这几乎就是解决方案:只需将映射的鼠标坐标交换为 0.0 和 1.0 之间的随机数。
function setup() {
createCanvas(1200, 1200);
background(192, 255, 192);
let v1 = createVector(400, 600);
let v2 = createVector(800, 200);
let v3 = createVector(800, 600);
let v4 = createVector(400, 1000);
for (let i = 0 ; i < 500; i++) {
let u = random();
let v = random();
// vertex order (winding) is important
let l = quadLerp(v1, v2, v4, v3, u, v);
circle(l.x, l.y, 10);
}
noFill();
stroke(0);
quad(v1.x, v1.y, v2.x, v2.y, v3.x, v3.y, v4.x, v4.y);
}
/**
* Bilinear interpolation: interpolates a point on a between two lines (defined by 4 points)
* @param xt: traversal on first axis (0.0 -> 1.0)

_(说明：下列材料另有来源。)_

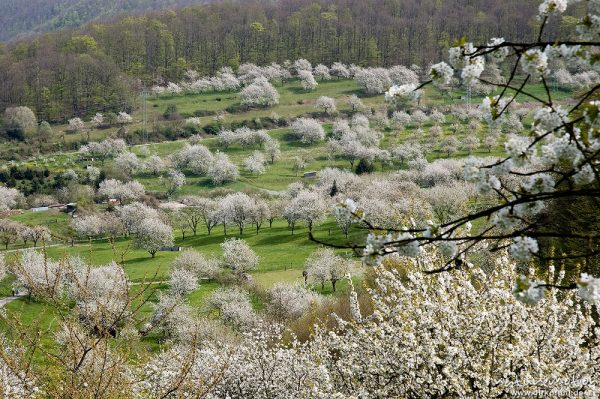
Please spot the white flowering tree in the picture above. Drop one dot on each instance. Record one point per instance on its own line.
(327, 104)
(324, 265)
(307, 80)
(322, 72)
(273, 150)
(9, 198)
(76, 125)
(154, 165)
(201, 209)
(128, 163)
(255, 163)
(309, 206)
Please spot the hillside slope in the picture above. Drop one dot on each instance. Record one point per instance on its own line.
(25, 17)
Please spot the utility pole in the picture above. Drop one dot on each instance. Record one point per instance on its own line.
(145, 94)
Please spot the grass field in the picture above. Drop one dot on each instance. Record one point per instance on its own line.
(282, 254)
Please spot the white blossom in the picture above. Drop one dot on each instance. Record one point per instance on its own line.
(523, 248)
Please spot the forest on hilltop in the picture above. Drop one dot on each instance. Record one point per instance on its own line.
(24, 17)
(99, 67)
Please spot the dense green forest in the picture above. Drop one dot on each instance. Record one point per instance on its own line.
(102, 65)
(24, 17)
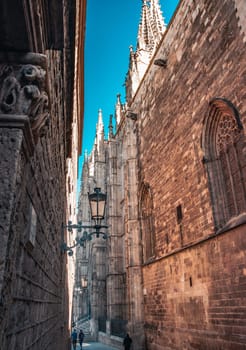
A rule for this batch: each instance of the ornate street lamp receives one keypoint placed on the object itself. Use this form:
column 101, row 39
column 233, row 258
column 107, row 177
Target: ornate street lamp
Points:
column 97, row 201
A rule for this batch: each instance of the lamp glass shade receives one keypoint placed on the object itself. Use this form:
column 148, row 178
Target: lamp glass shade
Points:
column 97, row 201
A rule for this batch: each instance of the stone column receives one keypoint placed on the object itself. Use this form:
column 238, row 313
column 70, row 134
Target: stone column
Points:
column 133, row 243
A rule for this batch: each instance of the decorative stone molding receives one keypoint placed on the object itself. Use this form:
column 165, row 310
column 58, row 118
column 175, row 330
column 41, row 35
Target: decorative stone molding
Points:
column 23, row 90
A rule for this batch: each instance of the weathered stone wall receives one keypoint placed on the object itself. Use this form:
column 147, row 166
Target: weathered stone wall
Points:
column 193, row 297
column 33, row 208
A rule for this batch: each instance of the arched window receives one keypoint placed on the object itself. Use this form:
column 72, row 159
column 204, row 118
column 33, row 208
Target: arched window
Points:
column 146, row 214
column 224, row 147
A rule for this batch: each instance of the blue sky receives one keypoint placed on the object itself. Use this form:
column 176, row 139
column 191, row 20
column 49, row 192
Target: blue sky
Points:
column 111, row 27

* @param yt: traversal on second axis (0.0 -> 1.0)
**/
function quadLerp(v1, v2, v3, v4, xt, yt){
let v1to2 = p5.Vector.lerp(v1, v2, yt);
let v3to4 = p5.Vector.lerp(v3, v4, yt);
return p5.Vector.lerp(v1to2, v3to4, xt);
}
<script src="https://cdnjs.cloudflare.com/ajax/libs/p5.js/1.4.0/p5.min.js"></script>
这里有一个更接近您的代码的变体:
let circles = [];
function setup() {
createCanvas(1200, 1200);
colorMode(HSB,360,100,100,1);
background(35,13,90,1);
let v1 = createVector(400, 600);
let v2 = createVector(800, 200);
let v3 = createVector(800, 600);
let v4 = createVector(400, 1000);
for (let i = 0 ; i < 500; i++) {
let u = random();
let v = random();
// vertex order (winding) is important
let l = quadLerp(v1, v2, v4, v3, u, v);
circles[i] = new Circle(l.x, l.y, 10);
circles[i].show();
}
noFill();
stroke(0);
quad(v1.x, v1.y, v2.x, v2.y, v3.x, v3.y, v4.x, v4.y);
}
/**
* Bilinear interpolation: interpolates a point on a between two lines (defined by 4 points)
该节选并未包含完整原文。